Thursday, June 09, 2005

Zhong Wen

"ni hao, wo jiao dawei," repeated Dave obediently.

This was such a hard book. The hero, Dawei, had just met with the heroine, Xiaoyun, with romance bound to follow. They study together under the watchful gaze of the great Bai Lao Shi. All appears well, but could the introduction of another female, Heilun, supposedly Xiaoyun's friend, be the begining of the end?

OK, so Dawei, Xiaoyun and Heilun were actually all little kids, and the book is a learn yourslf chinese book aimed at three year olds, but that didn't take away from the fact that it was still really difficult. After all, Dave was not used to such complicated subjects. Dave was just your average graduate-with-a-1st-in-mathematics-going-on-to-do-a-statistics-PhD kind of guy. It was just beyond his intellectual level things like, "wo shi Bai lao shi. wo jiao ni men zhong wen. xian zai shang ke." (I am teacher Bai. I teach you chinese. Now the class begins.)

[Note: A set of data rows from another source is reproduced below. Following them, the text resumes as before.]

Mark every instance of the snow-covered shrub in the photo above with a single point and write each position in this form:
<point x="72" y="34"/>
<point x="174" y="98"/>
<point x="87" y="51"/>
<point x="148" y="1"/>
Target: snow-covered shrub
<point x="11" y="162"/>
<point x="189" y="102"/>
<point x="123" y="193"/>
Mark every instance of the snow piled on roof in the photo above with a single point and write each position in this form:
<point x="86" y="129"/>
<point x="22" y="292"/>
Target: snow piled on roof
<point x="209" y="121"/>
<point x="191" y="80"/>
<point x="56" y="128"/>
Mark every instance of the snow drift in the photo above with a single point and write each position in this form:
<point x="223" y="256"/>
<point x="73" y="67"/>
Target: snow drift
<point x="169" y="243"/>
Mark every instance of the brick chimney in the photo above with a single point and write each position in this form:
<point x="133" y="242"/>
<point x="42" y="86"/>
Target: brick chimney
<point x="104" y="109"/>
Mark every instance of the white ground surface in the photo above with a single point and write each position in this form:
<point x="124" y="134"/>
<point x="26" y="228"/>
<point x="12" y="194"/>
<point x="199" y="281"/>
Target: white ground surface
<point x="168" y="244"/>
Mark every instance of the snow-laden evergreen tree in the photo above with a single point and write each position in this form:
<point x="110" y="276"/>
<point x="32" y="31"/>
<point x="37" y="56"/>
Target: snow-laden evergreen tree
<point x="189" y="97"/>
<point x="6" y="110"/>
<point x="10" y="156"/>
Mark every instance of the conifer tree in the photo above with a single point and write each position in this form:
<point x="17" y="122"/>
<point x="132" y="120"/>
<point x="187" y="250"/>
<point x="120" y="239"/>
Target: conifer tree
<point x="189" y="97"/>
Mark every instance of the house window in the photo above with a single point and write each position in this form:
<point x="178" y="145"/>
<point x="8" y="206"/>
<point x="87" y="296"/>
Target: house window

'Urgh, why must languages have to be so messy,' he thought to himself, as he began his next lesson.

"It's wo SHI bai lao SHI, not wo SHI bai lao SHI," announced the ever patient Xiao Lao Jing, Dave's mentor in the challenge ahead, "SHI and SHI, they're different you see."

'Ah, SHI and SHI, yes, of cause, how could I not have seen such an obvious difference. A rookies mistake,' he thought with a blank expression. "Shi?"

"Yes, very good," she said with a beaming smile that just melted his heart all over again.

'OK, that's 50 ish charecters learnt in one little year, very good Dave,' Dave congradualted himself. All his hard work was really paying off and his Zhong Wen was coming along very very well. He had every right to be proud of himself and never missed an opertunity to tell himself so.

'Now only another 5000 ish more and you'll have cracked it.'

1 comment:

Anonymous said...

U big baby, it's not that hard. Shi and shI or even sHi are very easy to pronounce, take it like a man u!